On September 11, 2001, I stood not far from the World Trade Center on the street and saw people jumping to their deaths. At some point, the North Tower collapsed. The people around me freaked out. Some sat crying on the sidewalk. Others screamed hysterically. Others lay in the middle of the street and knocked with both hands on the asphalt. I had several friends in the building. One of them was at Cantor Fitzgerald, the company that lost 95% of its employees that day. He also lost his life that day. Probably, he jumped to his death in an attempt to escape the flames.
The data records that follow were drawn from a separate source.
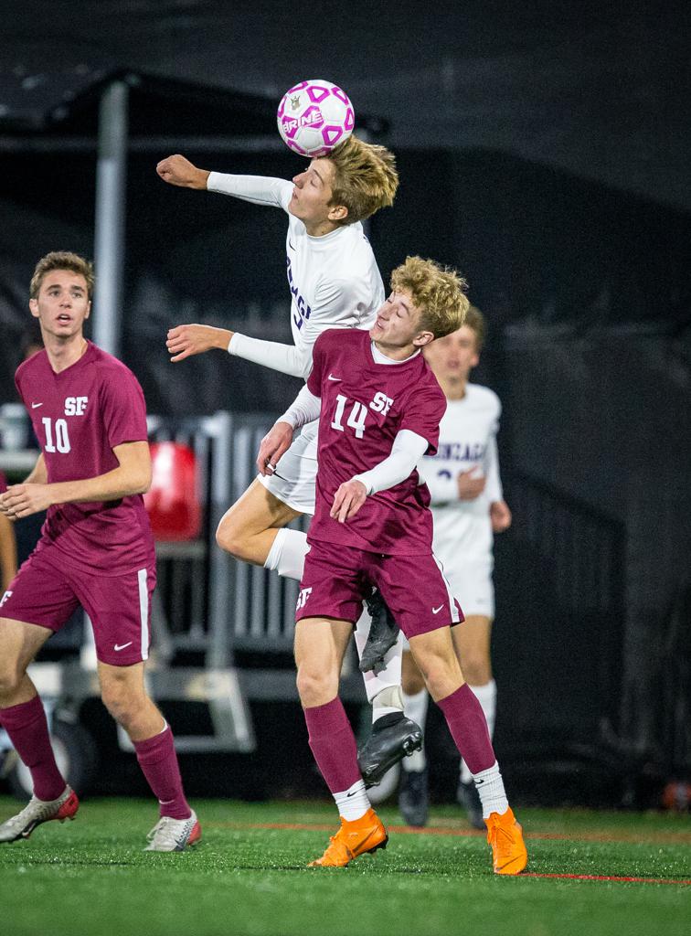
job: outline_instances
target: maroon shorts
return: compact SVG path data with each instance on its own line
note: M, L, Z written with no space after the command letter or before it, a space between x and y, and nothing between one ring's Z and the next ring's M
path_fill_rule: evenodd
M54 547L34 552L0 601L0 618L59 631L81 605L91 619L96 656L111 666L146 660L154 569L108 578L65 564Z
M373 585L408 639L463 620L432 552L383 556L321 541L310 543L295 620L336 618L355 622Z

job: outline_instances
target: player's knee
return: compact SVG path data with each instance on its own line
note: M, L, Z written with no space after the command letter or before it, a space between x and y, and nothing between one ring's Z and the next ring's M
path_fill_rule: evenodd
M444 657L428 657L420 666L425 685L433 698L445 698L463 682L457 660Z
M218 524L216 544L236 559L246 560L245 537L231 518L224 517Z
M300 701L307 708L326 705L338 694L338 678L326 669L301 665L296 684Z
M401 688L406 695L417 695L425 688L425 680L409 651L404 651L403 654Z
M492 679L490 661L484 654L466 654L461 665L465 681L471 686L484 686Z
M115 721L125 728L140 707L140 700L119 680L109 681L101 686L101 700Z

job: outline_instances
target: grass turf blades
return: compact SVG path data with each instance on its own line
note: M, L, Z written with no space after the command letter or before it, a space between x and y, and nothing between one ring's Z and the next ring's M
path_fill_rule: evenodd
M386 852L349 868L308 869L338 821L321 803L195 801L202 842L183 854L141 851L156 819L150 801L87 800L77 821L48 823L0 847L7 936L189 933L341 936L367 930L513 936L688 931L687 818L519 810L537 875L492 873L481 833L453 807L433 809L427 831L399 828ZM0 815L17 802L0 798ZM671 884L655 884L654 881Z

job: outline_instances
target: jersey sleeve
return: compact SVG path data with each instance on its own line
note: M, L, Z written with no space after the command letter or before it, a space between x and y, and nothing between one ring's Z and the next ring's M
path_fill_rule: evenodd
M418 473L430 491L430 503L448 504L457 501L458 480L450 472L439 469L436 459L424 458L418 462Z
M14 386L17 388L17 392L20 395L20 400L24 404L24 406L26 406L26 401L24 400L24 395L22 392L22 365L20 365L20 367L17 368L14 373Z
M361 300L359 289L350 281L330 280L318 287L309 316L302 319L299 344L267 342L236 332L230 339L228 353L306 380L312 370L316 339L327 329L357 326Z
M447 408L447 400L436 380L413 390L410 394L399 431L407 429L411 432L427 439L427 451L423 455L434 455L439 443L439 423Z
M502 405L497 399L496 416L490 430L487 441L487 451L485 453L485 493L490 504L504 500L504 490L502 479L499 475L499 453L496 446L496 433L499 431L499 417L501 416Z
M110 448L125 442L146 441L144 393L133 373L108 373L101 385L100 403Z
M315 397L321 397L321 381L324 373L324 354L328 345L328 337L322 334L315 343L312 353L312 372L307 378L307 388Z
M268 176L229 175L226 172L211 172L206 181L208 192L219 195L232 195L253 205L270 205L287 211L293 194L293 183L286 179Z
M250 338L236 331L228 350L236 358L270 367L281 373L289 373L293 377L306 378L312 370L312 344L298 347L296 344Z

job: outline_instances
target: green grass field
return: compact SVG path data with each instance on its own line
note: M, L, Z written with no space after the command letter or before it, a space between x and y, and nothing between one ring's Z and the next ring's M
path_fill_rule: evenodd
M151 802L96 799L75 822L0 846L5 936L597 936L691 933L691 822L682 816L517 811L535 875L498 878L452 807L412 832L392 808L386 851L308 869L335 830L328 803L196 802L203 840L144 854ZM0 815L17 802L0 797Z

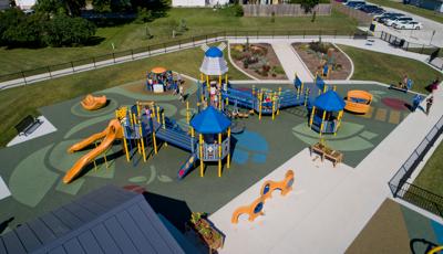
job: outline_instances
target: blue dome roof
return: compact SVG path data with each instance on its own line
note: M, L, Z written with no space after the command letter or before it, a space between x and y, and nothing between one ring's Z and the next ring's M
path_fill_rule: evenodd
M220 134L230 126L230 119L213 106L190 119L190 126L199 134Z
M344 105L344 100L333 91L326 92L313 102L313 106L327 112L340 112Z
M210 46L206 52L207 57L223 57L223 52L217 46Z

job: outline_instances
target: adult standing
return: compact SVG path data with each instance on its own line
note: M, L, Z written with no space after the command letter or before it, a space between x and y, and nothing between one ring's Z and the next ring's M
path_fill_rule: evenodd
M431 97L426 99L426 115L429 115L433 103L434 103L434 96L431 95Z

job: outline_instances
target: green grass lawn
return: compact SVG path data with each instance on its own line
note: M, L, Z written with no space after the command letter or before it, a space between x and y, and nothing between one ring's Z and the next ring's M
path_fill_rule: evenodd
M404 74L414 81L413 91L427 94L426 87L441 72L415 60L339 45L354 64L352 80L398 84Z
M391 0L370 0L370 2L372 2L374 4L383 6L383 7L390 7L390 8L395 8L395 9L402 10L402 11L408 11L412 14L421 15L423 18L427 18L430 20L434 20L436 22L443 23L443 14L435 12L435 11L426 10L426 9L414 7L411 4L403 4L401 2L394 2Z
M443 197L443 144L440 144L432 157L413 182L425 190Z
M167 17L154 20L147 24L123 24L112 28L97 29L96 35L104 40L94 46L83 47L45 47L45 49L0 49L0 75L16 73L23 70L45 67L48 65L82 60L95 55L109 54L112 52L124 51L135 47L147 46L172 39L172 20L184 19L188 31L177 36L188 38L192 35L214 33L216 31L292 31L299 30L337 30L338 34L350 34L357 30L357 21L347 15L332 11L329 17L317 17L316 22L311 22L310 17L300 18L276 18L271 22L270 18L237 18L227 17L213 9L171 9ZM154 35L146 39L146 25ZM317 32L316 32L317 33ZM112 49L112 43L115 50Z
M227 54L227 49L225 54ZM39 115L38 108L63 102L95 91L119 86L145 78L146 71L156 65L181 72L194 77L199 76L198 68L203 61L199 47L168 53L145 60L117 64L104 68L83 72L38 84L4 89L0 92L0 146L6 146L17 131L13 128L29 114ZM228 62L231 80L248 80ZM13 108L11 107L13 105Z

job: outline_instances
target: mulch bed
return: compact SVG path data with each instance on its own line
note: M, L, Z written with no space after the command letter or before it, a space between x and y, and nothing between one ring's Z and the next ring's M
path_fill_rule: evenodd
M327 80L347 80L349 74L351 74L352 63L333 44L328 44L329 47L334 49L332 56L334 59L336 65L341 65L341 67L332 70ZM320 56L309 49L308 43L293 43L292 46L297 51L298 55L300 55L306 66L312 73L312 76L315 76L317 72L321 73Z
M272 72L268 72L267 76L264 76L259 73L256 72L256 70L254 68L254 65L248 66L247 68L244 66L244 63L241 60L237 60L235 59L233 51L235 51L236 46L238 45L244 45L245 44L230 44L230 56L234 61L234 64L237 65L238 68L241 68L243 71L245 71L246 73L250 74L254 77L257 77L258 80L288 80L288 77L285 74L285 71L280 64L280 61L277 57L276 52L274 52L274 49L270 44L267 43L250 43L249 45L251 47L262 47L266 49L266 55L264 56L266 59L266 61L268 62L268 65L272 68L272 67L277 67L280 70L280 72L275 73L272 75Z

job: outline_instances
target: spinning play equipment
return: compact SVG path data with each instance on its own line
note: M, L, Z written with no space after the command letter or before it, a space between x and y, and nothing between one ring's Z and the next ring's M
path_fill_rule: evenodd
M264 215L265 213L262 212L265 202L267 199L272 198L272 192L275 190L280 190L281 195L286 195L289 191L292 190L292 184L293 184L293 171L288 170L285 174L285 179L281 181L271 181L268 180L261 186L260 190L260 197L256 199L251 204L249 205L244 205L239 207L236 209L233 213L233 218L230 219L230 222L233 224L238 223L238 218L246 213L249 215L249 221L254 221L257 216Z
M372 103L372 94L352 89L348 92L344 109L358 114L367 114Z
M334 92L328 91L316 98L309 119L312 130L320 134L337 134L343 116L344 100ZM338 113L336 116L334 114Z
M97 140L101 140L99 146L96 146L90 152L87 152L82 158L80 158L74 163L74 166L64 174L63 182L64 183L72 182L72 180L74 180L74 178L78 177L80 174L80 172L82 171L82 169L90 162L93 161L94 166L95 166L95 158L97 156L100 156L101 154L106 154L106 151L111 148L114 140L122 139L122 138L123 138L122 125L120 124L119 120L113 119L110 121L106 129L104 129L102 133L94 134L91 137L70 147L68 149L68 151L72 154L74 151L79 151L79 150L96 142ZM104 158L106 161L106 156Z
M106 105L106 96L93 96L89 94L80 104L82 104L84 109L96 110Z

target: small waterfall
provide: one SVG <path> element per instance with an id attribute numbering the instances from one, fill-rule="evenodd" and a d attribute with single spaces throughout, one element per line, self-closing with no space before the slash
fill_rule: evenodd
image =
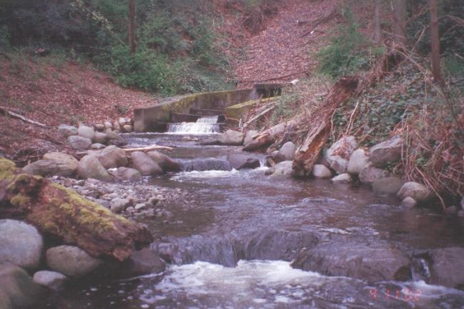
<path id="1" fill-rule="evenodd" d="M 208 116 L 199 118 L 196 122 L 183 122 L 169 123 L 168 132 L 179 134 L 219 133 L 220 126 L 217 116 Z"/>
I know what PTSD feels like, even though I experienced only minor things compared to others. It took me years to process what I saw (and felt). Twenty-two years later, I’m still not done with it.
Now, about our elementary school, a hotspot, as the Laim pediatrician aptly called it, who examined my daughter after 5 boys attacked her, kicking her in the ribs and stomach while she was already helplessly lying on the ground. All five have a “migration background.” One comes from Iraq, one from Kurdistan (Northern Iraq or Syria), the other from Syria, and the other two from the former Yugoslavia. All war zones.
Another time, my daughter came home with bruises. The boy who kicked my daughter comes from Afghanistan. His father passed away. Who knows what his family has been through? These are 6 children at our school who have become excessively aggressive. I don’t know the other students and their stories and don’t want to draw premature conclusions (and still make a hypothesis).
We left Russia because of the war, as I believe Putin is a fascist. Because suddenly propaganda was taught in my daughter’s Russian school, telling her that Germany and the West are bad. Because you could no longer express your opinion without fearing the FSB (the equivalent of the Stasi). I also left because I was afraid of what the soldiers would bring back home. The horror they experienced.
Unfortunately, I found an apartment in a Munich district where many families live who have fled from the horrors of war and have gone through terrible experiences. Many still carry what they experienced even years later and don’t get professional help, because we pampered Westerners naively look at the causes of their problems with our eyes and don’t see the suffering.
I don’t know if “building bridges” helps these families deal with the traumas of the past… “but you have to start somewhere”… Just my 5 cents. You don’t say anything; you just talk, we say in Bavaria.